I asked Coach for his overall assessment of Crist.
"If I were grading him right here, I'd say he had a pretty decent ball game," Coach said. "I'd say, for the most part, he was getting the ball to the receivers when they were open and made pretty good decisions. He could just use a little bit more help around him.
"It seems like he's holding onto the ball a little bit too long at times, but then again, that could mean the DBs downfield have got the wide receivers covered up pretty good, and they're not getting a whole lot of separation."
Coach said the numbers — Crist finished 19-for-39 for 303 yards with no touchdowns, an interception and a lost fumble — probably don't reflect how well KU's QB played Saturday.
"He obviously had a few drops in there that could have upped his accuracy," Coach said. "Of course, he did throw a few away when he was getting pressured and didn't have an open receiver. Sometimes that low completion percentage can be a little bit skewed."
When I asked Coach about Crist's best throws, he didn't hesitate.
"The one I really love ... it's right at three minutes," Coach said.
"They're backed up in their own territory. They run a little play-action pass. He steps up. The pocket is pretty good. He gets rushed a little bit from his right, but he steps up into the pocket behind the center and the guard and just makes an absolutely great throw to a receiver that doesn't really have a whole lot of separation right there.
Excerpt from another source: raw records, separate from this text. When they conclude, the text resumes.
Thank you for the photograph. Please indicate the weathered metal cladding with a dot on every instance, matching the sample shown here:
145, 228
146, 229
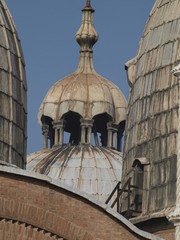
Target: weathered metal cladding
13, 87
93, 170
87, 94
152, 120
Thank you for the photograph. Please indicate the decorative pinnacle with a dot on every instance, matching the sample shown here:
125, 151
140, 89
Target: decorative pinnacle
87, 35
176, 71
88, 4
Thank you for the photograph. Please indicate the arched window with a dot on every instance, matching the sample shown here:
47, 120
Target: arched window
138, 176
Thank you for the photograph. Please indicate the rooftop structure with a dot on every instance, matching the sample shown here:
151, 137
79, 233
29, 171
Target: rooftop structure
150, 153
85, 105
13, 87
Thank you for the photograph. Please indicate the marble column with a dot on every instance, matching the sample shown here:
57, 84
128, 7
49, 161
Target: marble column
86, 131
45, 131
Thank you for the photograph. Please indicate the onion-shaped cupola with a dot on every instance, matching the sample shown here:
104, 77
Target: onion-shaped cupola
84, 103
13, 88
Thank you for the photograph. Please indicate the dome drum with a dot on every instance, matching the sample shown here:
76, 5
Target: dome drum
101, 128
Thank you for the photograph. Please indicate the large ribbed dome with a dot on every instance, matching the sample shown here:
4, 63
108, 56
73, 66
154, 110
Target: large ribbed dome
13, 106
87, 94
84, 92
93, 170
93, 111
151, 128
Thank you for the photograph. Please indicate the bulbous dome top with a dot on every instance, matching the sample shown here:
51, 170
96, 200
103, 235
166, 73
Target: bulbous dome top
13, 88
93, 170
85, 92
84, 99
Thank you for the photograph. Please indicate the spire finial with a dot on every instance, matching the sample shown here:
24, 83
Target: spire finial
88, 4
86, 37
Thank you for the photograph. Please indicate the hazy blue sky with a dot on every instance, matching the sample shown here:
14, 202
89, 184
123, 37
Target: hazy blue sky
47, 30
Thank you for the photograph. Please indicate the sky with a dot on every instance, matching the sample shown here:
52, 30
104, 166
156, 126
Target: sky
47, 30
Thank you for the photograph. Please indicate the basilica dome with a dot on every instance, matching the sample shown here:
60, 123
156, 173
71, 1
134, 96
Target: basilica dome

"He puts the ball on a line. It's a throw where only his guy is going to catch it. It's either going to be a catch or an incomplete pass — definitely not going to get intercepted. But just an absolutely great throw. That's pretty good."
Coach said one other throw stood out most: the deep ball down the sideline to Andrew Turzilli on KU's final possession (5:40 mark of video).
"The receiver doesn't even really do that great of a job. See how the receiver is very close to the sideline right there?" Coach said.
"That's not necessarily a great route by the receiver, because Crist really only has one place where he can throw the ball. It has to be a perfect throw. It has to be over the defender, not out of bounds, high enough so the receiver can run underneath it.
"What we tell our receivers is, when we run these go routes like this, we try to do the best we can to be close to the bottom of the numbers. That way, the quarterback can lead you directly up the bottom of the numbers or, if you have to fade out any, you're fading out, but you're still not fading out so far that you're running out of bounds (red arrow instead of blue arrow).
"In this situation, the receiver is so close to the sideline, he has no room to fade out. Crist only has one place to throw the ball, and he puts it right on the money. That's an absolute great throw right there."
Because I've heard a lot of opinions about Crist from fans, I ended by asking Coach if — based on the film — he would consider Crist to be a Big 12-caliber quarterback.
"I think he's definitely a Big 12-level quarterback," Coach said. "He's a big kid. He's got good feet. He's got a good arm. For the most part, he makes good decisions.
"I think this is a quarterback who can win games for you. You just have to put him in position to make the best plays possible."